It’s a basic principle of investing: the greater the risk an investor takes, the greater the potential reward. But as any experienced investor can attest, increased risk can also bring bigger disappointment. That’s the case with state pension funds. To elevate returns, public-sector pensions have taken on more and more risk for nearly two decades. The result, however, has been lower returns, higher debt, and a mess for taxpayers, according to a new study by Fitch Ratings.
Since 2001, the study found, most government pension funds have boosted their share of investments in riskier financial vehicles, from volatile stocks to real estate. During this period, pension funds achieved median annualized returns of just 6.4 percent, well below the goal of 7.5 percent to 8 percent returns.

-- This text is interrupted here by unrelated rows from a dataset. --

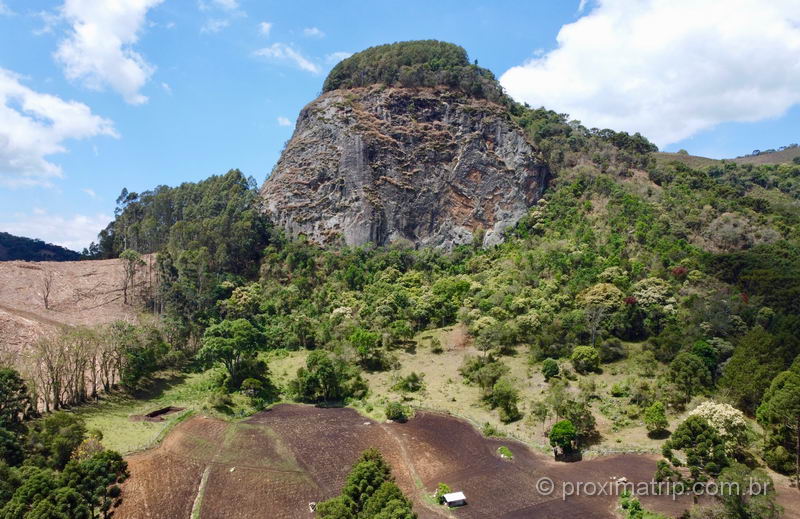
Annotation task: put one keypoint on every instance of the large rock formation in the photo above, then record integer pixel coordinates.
(430, 165)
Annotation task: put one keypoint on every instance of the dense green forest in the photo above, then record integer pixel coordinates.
(29, 249)
(700, 267)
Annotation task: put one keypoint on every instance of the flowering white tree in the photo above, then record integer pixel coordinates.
(728, 421)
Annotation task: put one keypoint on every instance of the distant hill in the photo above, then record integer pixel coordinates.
(29, 249)
(771, 157)
(694, 161)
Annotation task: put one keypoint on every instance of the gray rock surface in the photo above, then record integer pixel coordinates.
(380, 165)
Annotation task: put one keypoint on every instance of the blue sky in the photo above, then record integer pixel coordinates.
(166, 91)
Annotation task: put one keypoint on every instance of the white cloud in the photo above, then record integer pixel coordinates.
(281, 52)
(213, 25)
(669, 68)
(34, 125)
(73, 232)
(336, 57)
(227, 4)
(98, 50)
(313, 32)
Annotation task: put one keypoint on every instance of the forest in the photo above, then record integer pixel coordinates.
(700, 268)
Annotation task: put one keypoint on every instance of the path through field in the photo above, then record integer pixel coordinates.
(278, 461)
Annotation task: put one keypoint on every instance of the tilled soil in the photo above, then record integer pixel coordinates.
(277, 462)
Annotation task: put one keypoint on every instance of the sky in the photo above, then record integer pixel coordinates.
(97, 95)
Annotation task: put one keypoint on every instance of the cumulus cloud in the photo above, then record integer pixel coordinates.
(669, 68)
(33, 126)
(313, 32)
(336, 57)
(283, 53)
(73, 232)
(98, 50)
(213, 25)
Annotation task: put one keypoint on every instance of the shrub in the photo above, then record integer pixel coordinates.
(655, 418)
(585, 359)
(611, 350)
(441, 490)
(563, 435)
(550, 368)
(411, 383)
(396, 412)
(505, 452)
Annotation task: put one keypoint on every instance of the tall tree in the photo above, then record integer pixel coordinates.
(781, 407)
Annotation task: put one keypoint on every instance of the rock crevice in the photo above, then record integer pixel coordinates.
(381, 164)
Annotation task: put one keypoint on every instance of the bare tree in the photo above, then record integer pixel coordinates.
(131, 262)
(46, 283)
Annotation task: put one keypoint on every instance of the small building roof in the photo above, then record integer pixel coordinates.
(454, 496)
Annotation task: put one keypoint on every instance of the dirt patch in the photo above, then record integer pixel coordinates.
(280, 460)
(82, 293)
(159, 415)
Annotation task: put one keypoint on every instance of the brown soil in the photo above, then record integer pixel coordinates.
(277, 462)
(157, 415)
(83, 293)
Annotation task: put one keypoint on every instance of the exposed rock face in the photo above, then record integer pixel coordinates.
(383, 164)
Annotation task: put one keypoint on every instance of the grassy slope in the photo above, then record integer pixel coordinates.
(778, 157)
(444, 391)
(111, 415)
(694, 161)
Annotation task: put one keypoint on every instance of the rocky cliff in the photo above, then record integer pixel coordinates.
(431, 165)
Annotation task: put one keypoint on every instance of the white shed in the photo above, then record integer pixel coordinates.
(455, 499)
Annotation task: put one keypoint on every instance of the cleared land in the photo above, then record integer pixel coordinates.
(276, 462)
(81, 293)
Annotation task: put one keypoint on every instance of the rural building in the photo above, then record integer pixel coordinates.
(455, 499)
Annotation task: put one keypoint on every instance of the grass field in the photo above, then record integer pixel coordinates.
(193, 391)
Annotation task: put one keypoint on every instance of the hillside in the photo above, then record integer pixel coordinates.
(425, 245)
(81, 293)
(786, 156)
(27, 249)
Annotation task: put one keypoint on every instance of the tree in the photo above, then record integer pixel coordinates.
(96, 477)
(326, 378)
(46, 287)
(689, 373)
(15, 402)
(131, 261)
(53, 439)
(230, 342)
(366, 345)
(550, 368)
(729, 422)
(655, 418)
(781, 407)
(505, 396)
(396, 412)
(563, 436)
(740, 495)
(703, 448)
(369, 492)
(585, 359)
(541, 411)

Only one pension system has met its investing goals since 2001. No wonder, then, that the indebtedness of state systems increased from $33 billion to a staggering $1.5 trillion.
The problem stems from politicians squandering the strong investment returns of the 1990s. Rather than banking pension systems’ rising surpluses in those flush years, elected leaders in California, Illinois, New Jersey, South Carolina, and elsewhere expanded worker benefits—promising that financial markets could underwrite the new costs. But economic downturns inevitably ensued, with market crashes in 2001 and 2008. The declines drained the systems of valuable assets, and when the Federal Reserve lowered interest rates, returns languished in safer investments, such as government bonds. The so-called risk-free rate of return—that is, the return that an investor earns from putting money into such instruments—fell from 5 percent in 2001 to just 2 percent today.

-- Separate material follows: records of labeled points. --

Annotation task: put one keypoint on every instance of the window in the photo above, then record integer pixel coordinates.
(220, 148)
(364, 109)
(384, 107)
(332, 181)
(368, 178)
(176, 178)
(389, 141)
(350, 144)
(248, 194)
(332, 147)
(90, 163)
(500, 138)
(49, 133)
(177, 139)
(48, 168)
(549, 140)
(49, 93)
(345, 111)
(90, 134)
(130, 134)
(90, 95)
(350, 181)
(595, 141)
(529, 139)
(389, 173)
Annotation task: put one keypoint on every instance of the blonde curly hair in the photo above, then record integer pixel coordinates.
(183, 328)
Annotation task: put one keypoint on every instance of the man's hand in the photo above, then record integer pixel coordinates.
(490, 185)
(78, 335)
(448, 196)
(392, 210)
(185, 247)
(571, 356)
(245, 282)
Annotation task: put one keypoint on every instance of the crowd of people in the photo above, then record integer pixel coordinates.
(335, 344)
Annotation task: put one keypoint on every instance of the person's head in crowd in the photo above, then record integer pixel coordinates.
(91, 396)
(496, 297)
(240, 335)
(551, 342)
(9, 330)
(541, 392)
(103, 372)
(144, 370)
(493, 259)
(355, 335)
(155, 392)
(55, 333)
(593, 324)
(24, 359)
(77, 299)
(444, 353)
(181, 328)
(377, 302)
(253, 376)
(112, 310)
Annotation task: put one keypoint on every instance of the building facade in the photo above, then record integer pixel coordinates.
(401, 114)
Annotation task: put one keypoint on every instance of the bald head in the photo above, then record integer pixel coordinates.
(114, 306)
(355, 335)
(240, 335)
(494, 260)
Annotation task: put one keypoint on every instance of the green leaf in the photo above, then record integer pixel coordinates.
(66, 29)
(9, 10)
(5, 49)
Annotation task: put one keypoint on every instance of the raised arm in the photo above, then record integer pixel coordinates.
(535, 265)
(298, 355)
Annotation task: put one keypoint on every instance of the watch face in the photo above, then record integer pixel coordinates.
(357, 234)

Forced to seek bigger gains elsewhere, pension funds have gambled more. Since 2001, the portion of state pension-fund portfolios invested in stocks and alternate financial vehicles rose by 10 points, to 77 percent. Portfolio managers chased these investments even as the pension systems matured, with a growing percentage of members nearing retirement. This approach departed from that of just about every other type of pension fund. As a 2014 study by the Society of Actuaries noted, “Public sector plans in the U.S. are unique in that they have taken additional risk as the plans have become more mature, compared to private sector plans in the U.S. and private and public sector plans in Canada, UK and the Netherlands, which have taken less risk as plans have matured.”
The investment shortfall has sent pension obligations, or what systems owe, racing relentlessly ahead of assets. Liabilities have grown since 2001 at a compounded annual rate of 5.2 percent. By contrast, assets in the system, including investment gains and contributions by workers and employers (governments), have grown at an average rate of just 3.4 percent, compounded annually. The effect of that shortfall over many years has proved devastating, accounting for much of the reason that pension systems have failed to recover from the market’s recent volatile swings. In 2001, state pension systems were 98 percent funded. By 2007, funding levels had shrunk to 87 percent. Today, state pension funds in the aggregate are only about 70 percent funded, despite a ten-year bull market in stocks.
Some state funds have fared much worse than others. Seven states (Arizona, Connecticut, Hawaii, Maryland, New Hampshire, New Jersey, and Rhode Island) have recorded average investment gains 2 percentage points below their projected returns for the past 17 years. New Jersey’s gap was the largest—nearly 2.5 percentage points between projections and actual results. South Dakota, meanwhile, has been the only state to hit its investment return goals. Not surprisingly, the state’s pension system had the lowest percentage of its assets invested in risky financial products during that period. Among the others, Colorado, Utah, and Wisconsin came closest to matching returns to projections.
The retirement benefits that many states and cities handed out over the last 30 years have changed pension math. Once upon a time, more than half of what pension systems promised was supposed to come from contributions by government employers and workers themselves, with much of the rest generated by investing those contributions in relatively safe financial products. Today, however, most state pension systems project that more than 60 percent of the money they need to pay retirees must come from investment gains. That has been an unrealistic goal, and it’s not likely that states will do better in the market anytime soon. Fitch, for instance, predicts that investment returns will remain “below long-term historical averages” for the near term.
Clearly, the public-employee pension model is broken. If the market can’t provide, the burden will fall on taxpayers. This is already the case in states where governments have sharply increased taxpayer contributions into these systems. Bigger, more painful burdens are coming, unless states and cities do something soon to curtail the relentless growth of pension debt.